Some are predicting the big total eclipse this week could be one of the busiest days of traffic ever. More from Visual Capitalist on the economic impact below
On August 21st, millions of Americans will migrate to towns along the path of the upcoming solar eclipse. The Great American Eclipse will stretch over 12 states, and it’s already being called the greatest temporary mass migration to see a natural event in U.S. history.
The last total eclipse occurred in the United States in 1979, and businesses are cashing in on the pent-up enthusiasm for this extremely rare celestial event.
Here are some high payoffs that “eclipse boom towns” are hoping for:
Many of the towns in the path of totality have been aggressively marketing themselves to potential onlookers. One town, Hopkinsville, KY, has branded itself as “Eclipseville” leading up to the occasion. It’s likely to payoff, since it’s been reported that visitors from 19 countries and 46 states are descending upon the small town for the perfect glimpse of the phenomenon.
As another example, the sleepy agricultural town of Madras, OR, has an entire festival devoted to the solar eclipse. Appropriately named Oregon Solarfest and running from August 17-22, the festival takes advantage of the town’s perfect location in the high desert of Central Oregon and typical clear skies.
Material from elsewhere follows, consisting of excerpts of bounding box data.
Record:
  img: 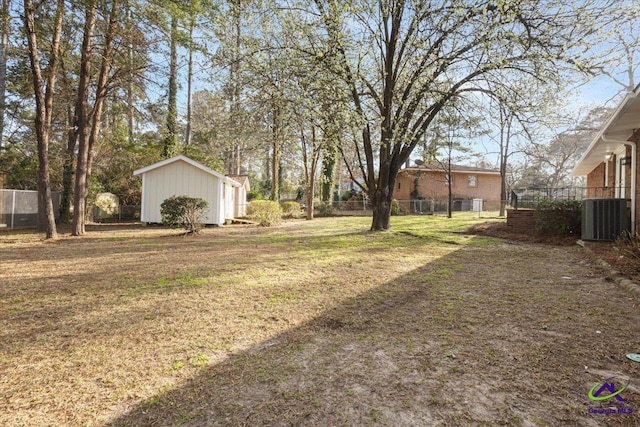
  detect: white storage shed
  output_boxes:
[133,155,246,225]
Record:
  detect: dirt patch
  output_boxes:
[468,221,578,246]
[469,222,640,283]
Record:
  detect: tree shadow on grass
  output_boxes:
[106,241,639,427]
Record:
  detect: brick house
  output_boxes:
[393,163,500,210]
[571,85,640,237]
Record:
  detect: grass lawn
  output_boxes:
[0,216,640,426]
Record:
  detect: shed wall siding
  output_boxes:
[141,161,224,224]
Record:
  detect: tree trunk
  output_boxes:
[126,1,135,144]
[24,0,64,239]
[270,106,280,202]
[184,16,195,146]
[162,16,178,159]
[304,181,316,221]
[60,105,78,223]
[370,186,392,231]
[71,0,97,236]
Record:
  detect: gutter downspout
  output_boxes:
[601,135,638,234]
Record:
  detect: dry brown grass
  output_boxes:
[0,217,640,426]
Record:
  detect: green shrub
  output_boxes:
[247,190,263,202]
[534,198,582,236]
[247,200,282,227]
[160,196,209,234]
[282,202,300,218]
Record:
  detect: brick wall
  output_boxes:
[507,209,536,233]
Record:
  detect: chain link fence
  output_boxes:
[0,190,60,230]
[331,198,500,216]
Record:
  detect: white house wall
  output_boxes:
[141,161,224,224]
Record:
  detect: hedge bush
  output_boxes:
[160,196,209,234]
[247,200,282,227]
[534,199,582,236]
[282,201,300,218]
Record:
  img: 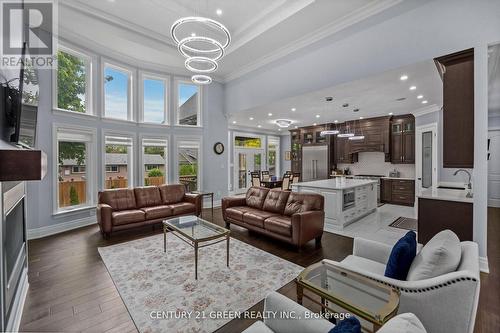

Although it’s hard to really determine how many people are coming for the solar eclipse – Madras anticipates over 100,000 visitors, and millions of dollars pouring into the town’s economy.
Accommodation and short-term rentals are skyrocketing thanks to the eclipse craze. Hotels along the route have been 95% booked since 2013, so remaining rooms are going at a premium. Here are a couple examples:
Airbnb reports that over 40,000 guests have been booked along the path of totality so far, with Nashville and towns in South Carolina making up nearly half of that activity.
Total Eclipse of the Grid
The other big impact the eclipse will have is on the U.S. power grid – particularly in states that have a higher reliance on solar energy.
Out of 1,900 power plants, only 17 of them are in the path of totality (mostly in eastern Oregon), but hundreds of others will be at least 90% obscured (mostly around North Carolina and Georgia).
More than 100 million solar panels are expected to be affected, dropping output by 20% — equivalent to all the energy the city of San Francisco uses in a week.
At first glance, the eclipse might seem like a major headache for utilities, power generators, and grid operators. However, David Shepheard, a managing director at Accenture, sees it instead as a rare opportunity for a “forecastable dress rehearsal” for dealing with major grid interruptions. Some companies are even using the brief interruption to measure exactly how much rooftop solar power is actually connected to their grids.
Party like it’s 2024
If you aren’t able to watch the upcoming eclipse, don’t worry. The next total solar eclipse in the United States will take place in 2024. (You may want to book your room now though!)